I think it has been underreported how much the traditional publishing industry, through failure and simple change, has invited self-publishing, which is often based on Print on Demand.
First, publishing houses were bought up by international corporation who expected the same kind of investor profits as Campbell soups: that is, 10% or more. This pushed the business from a educated and possibly bankrolled gentleperson's enterprise to the ordinary commodification that in other contexts might be called "prostitution."
Second, advances for works not yet written had to be justified but works not yet written are of necessity unquantifiable. This threw the ball to the market research and fame-is-fortune people. The amounts of advances became a feature of publicity and were compromised by Hollywood-style book-keeping anyway: creative deductions for all associated costs.
Third, the whole problem of print runs, much exacerbated by the brilliant decision of the tax people to consider books inventory to be taxed and also the simple physical necessity of keeping books warm, dry, and pristine (another cost) meant a motive for short print runs and quick liquification which are deadly for books that need time to develop an audience, like Native American books. (Frankly, I think this problem alone snuffed the NA literature renaissance since back east publishers had no idea how to market NA books, therefore ordered small runs and ended them quickly to avoid risk, therefore eliminated eventual wide sales.) Again, the Hollywood model: profit in the first hours of existence.
Fourth: The corporation model required "lean and mean" staffing which meant editors who formerly developed the "house focus" by putting in many days of reading in offices were pushed out to being "agents" who had no house, no focus, no stable of faithful writers, no handholds but the necessity of earning a living. I discovered that some agents are not making a living by selling books but by kindly offering "for a fee" to rewrite over-the-transom works to make them more saleable. This was formerly called "editing" and paid for by the publisher.
Fifth: Proofing and fact-checking are time-consuming and time is money, so -- beyond maybe Spell-checking -- those quality-control elements went out the window. Anyway, fewer and fewer new hires were capable of proofing OR researching a fact, a national education failure.
Sixth: The author has to be promotable, so one strategy is to represent that books are written by popular people, though ghosted by someone else, or to represent the author as a larger-than-life person. This is the slippery slope that took us to the "packaged book" which is invented by sales people right down to hiring someone to tour around pretending to be the author. Or resourceful writers pretending to have shocking pasts.

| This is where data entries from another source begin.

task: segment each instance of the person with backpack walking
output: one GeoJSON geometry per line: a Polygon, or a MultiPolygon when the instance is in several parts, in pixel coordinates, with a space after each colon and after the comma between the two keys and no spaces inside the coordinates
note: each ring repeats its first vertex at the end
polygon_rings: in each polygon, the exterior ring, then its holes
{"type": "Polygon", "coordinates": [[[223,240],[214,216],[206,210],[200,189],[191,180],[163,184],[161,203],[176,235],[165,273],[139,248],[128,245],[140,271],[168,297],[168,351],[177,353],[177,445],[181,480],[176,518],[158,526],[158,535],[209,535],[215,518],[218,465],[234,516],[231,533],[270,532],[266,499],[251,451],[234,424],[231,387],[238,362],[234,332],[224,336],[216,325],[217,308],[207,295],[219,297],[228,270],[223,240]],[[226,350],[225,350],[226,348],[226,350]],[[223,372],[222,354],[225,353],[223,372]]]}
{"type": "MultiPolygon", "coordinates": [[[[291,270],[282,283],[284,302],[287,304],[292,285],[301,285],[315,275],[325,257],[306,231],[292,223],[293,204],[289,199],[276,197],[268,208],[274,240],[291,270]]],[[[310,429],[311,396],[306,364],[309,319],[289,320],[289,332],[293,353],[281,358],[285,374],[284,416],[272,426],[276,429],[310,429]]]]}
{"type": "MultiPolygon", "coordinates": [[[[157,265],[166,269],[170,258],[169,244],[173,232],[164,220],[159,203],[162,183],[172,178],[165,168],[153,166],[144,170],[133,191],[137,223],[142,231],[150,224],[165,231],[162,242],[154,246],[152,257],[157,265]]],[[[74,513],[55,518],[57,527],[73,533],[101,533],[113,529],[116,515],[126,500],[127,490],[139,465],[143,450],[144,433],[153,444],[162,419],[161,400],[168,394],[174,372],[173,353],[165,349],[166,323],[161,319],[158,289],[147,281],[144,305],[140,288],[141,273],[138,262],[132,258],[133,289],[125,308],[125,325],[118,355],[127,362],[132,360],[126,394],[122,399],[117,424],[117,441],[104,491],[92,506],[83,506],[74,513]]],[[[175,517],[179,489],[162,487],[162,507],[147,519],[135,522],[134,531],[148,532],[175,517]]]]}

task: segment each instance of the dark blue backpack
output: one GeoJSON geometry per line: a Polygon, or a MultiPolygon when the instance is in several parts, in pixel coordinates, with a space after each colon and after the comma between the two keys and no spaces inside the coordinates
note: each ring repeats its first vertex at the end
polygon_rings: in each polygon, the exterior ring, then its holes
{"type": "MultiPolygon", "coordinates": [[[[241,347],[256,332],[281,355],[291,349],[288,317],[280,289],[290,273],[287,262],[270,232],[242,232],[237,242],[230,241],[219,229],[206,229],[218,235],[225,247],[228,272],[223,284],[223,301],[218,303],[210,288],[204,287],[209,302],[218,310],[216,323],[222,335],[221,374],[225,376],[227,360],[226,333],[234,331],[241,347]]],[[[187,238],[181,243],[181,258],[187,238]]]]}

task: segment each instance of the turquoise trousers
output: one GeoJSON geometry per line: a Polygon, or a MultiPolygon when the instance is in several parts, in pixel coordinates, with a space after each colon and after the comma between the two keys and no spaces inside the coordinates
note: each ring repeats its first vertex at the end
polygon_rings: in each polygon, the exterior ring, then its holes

Seventh: Publishers had somehow made a devil's pact with bookstores to allow the stores to return all unsold books. Not just the ones that are still clean, undamaged and saleable, but also the ones that have big dayglo sale stickers or are shelf-worn or that are simply in the way when it comes time to inventory for a tax-audit at the first of the year. The underside of this pact is that bookstores charge publishers to place the books favorably, as on the end of an aisle.
Eighth: A person who has spent his entire life in media work was recently shocked, SHOCKED to discover that publishers don't bother to spend money on promotion or ads anymore. Which has caused newspapers, whose income came from the ads, to discontinue their book review sections.
Ninth: Another little money-saving step: no money from the publisher for research or the acquisition of necessary photos or graphics. The author must foot the bill.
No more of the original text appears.